In ten of the 82 jurisdictions encompassed by the research, the rape of a wife by her husband is completely legal, even when the victim is still a child. In nine countries, the report states, the offenders avoid prosecution if the victims marry them.
Such a scenario is possible in another four countries – Serbia, Greece, Russia and Thailand, under circumstances when the couple is already in a sexual relationship and by law the girl is considered too young to accept sexual relations. Still, the report states it is unclear whether it is possible only in such cases, and it is also unclear whether there is a lower age limit for marriage.
In Serbia, although rape is not explicitly mentioned, an “extramarital union with an underage person” is prohibited, along with “enabling or influencing an underage person to live with another person”. However, “if there is marriage, there will be no prosecution against the rapist, or the prosecution, if already under way, will be terminated”.

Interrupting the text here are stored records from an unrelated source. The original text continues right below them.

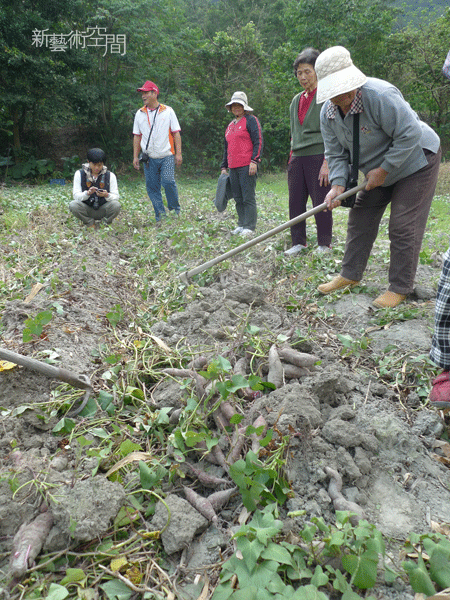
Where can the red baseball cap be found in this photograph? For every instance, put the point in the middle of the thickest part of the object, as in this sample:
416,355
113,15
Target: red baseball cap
149,86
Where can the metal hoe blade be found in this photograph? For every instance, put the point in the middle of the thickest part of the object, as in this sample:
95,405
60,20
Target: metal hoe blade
186,275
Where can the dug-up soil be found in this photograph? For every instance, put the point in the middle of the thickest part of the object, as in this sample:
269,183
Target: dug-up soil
380,438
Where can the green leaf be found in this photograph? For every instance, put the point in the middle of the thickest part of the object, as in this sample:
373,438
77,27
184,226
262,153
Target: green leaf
439,566
73,576
278,553
308,592
116,590
127,447
146,475
363,569
319,578
237,383
418,577
251,551
65,425
192,438
56,592
106,401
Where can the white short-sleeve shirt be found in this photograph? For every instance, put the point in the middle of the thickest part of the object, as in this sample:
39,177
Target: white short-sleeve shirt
164,124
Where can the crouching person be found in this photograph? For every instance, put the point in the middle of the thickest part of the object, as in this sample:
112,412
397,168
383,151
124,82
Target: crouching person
95,191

The report states that in Serbia there exists the institute of pardon for the rapist by the victim, probably to stimulate the public prosecutor to reject the case based on the request of the parties.
“Sexual violence will not stop if we do not deal with it at all levels of society as part of joint efforts to change not only laws and policies, but also the approach and behaviour at the public and private level”, warns the director of the programme for legal equality of the Equality Now organization.
Equality Now is a non-government organization founded in 1992, working on the protection and improvement of the human rights of women and girls worldwide.